Autre interrogation : ce mouvement a-t-il encore un groupe de pays moteurs qui entretiendrait sa dynamique, des pays représentatifs de ses courants internes, respectés par eux-mêmes au sein du mouvement, comme à l’époque auprès de l’ex-URSS ou du camp occidental ? A-t-il le peloton d’avant-garde indispensable qui pourrait constituer sa force de frappe politique : l’ex-Yougoslavie a éclaté et les pays qui en sont issus sont devenus membres de l’UE. La Serbie aspire à rejoindre l’UE. L’Inde s’est recentrée sur sa région, une région de colosses politiques, économiques, commerciaux et militaires, et dont les Etats-Unis font une priorité. L’Egypte, neutralisée par le conflit avec Israël, est aujourd’hui dans la tourmente pendant que l’Algérie, à peine sortie d’une tourmente, doit faire face à des défis déstabilisateurs dans sa région.
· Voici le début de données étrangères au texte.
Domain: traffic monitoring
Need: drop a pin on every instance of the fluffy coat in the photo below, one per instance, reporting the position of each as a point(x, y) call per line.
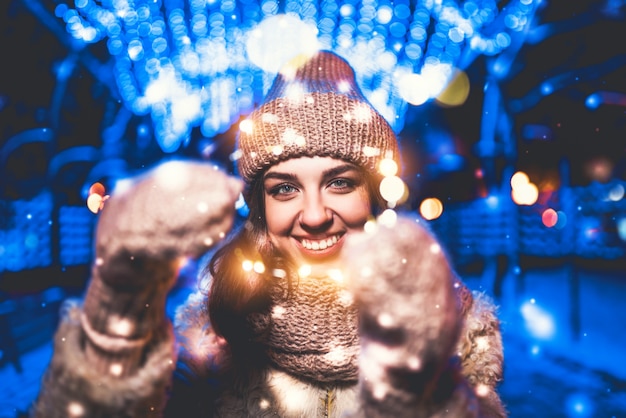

Cuba, l’internationaliste actif, qui tirait son punch diplomatique et son activisme militaire du soutien de l’ex-URSS, s’est aussi recentrée à la faveur de son évolution au plan interne. En attendant l’émergence d’un nouveau leadership, c’est la classe dite des pays émergents dont l’Algérie ne fait pas partie qui s’est fait une place dans le monde de la globalisation. La fin de la guerre froide a sans doute accéléré le processus de la globalisation que des pays comme l’Afrique du Sud, l’Inde (le Brésil membre des 77), et autres ont intégré. Ils ont épousé le mouvement global du changement des rapports de forces économiques. Ils sont devenus acteurs de la globalisation. Leurs intérêts financiers et commerciaux sont dans la globalisation où ils sont en train d’acquérir des parts de marché et des actifs, et ils sont membres de l’OMC. Le forum des BRICS qui n’est certes pas des plus homogènes, mais là n’est pas son objectif, a émergé en pôle de concertation économique face aux Etats-Unis en particulier. Sur ce plan, les intérêts économiques entre pays non alignés se sont nettement différenciés, ce qui ne peut que diminuer de la pertinence de la rhétorique économique des pays non alignés et affaiblir les liens de solidarité. Que peut-il y avoir de commun en effet entre des entreprises publiques se nourrissant au budget de l’Etat et des empires privés indiens partis à la conquête du monde à la faveur de l’abattement des barrières commerciales ? L’exercice auquel peuvent se livrer les pays non alignés de nos jours a-t-il encore l’écoute des grands décideurs économiques internationaux ?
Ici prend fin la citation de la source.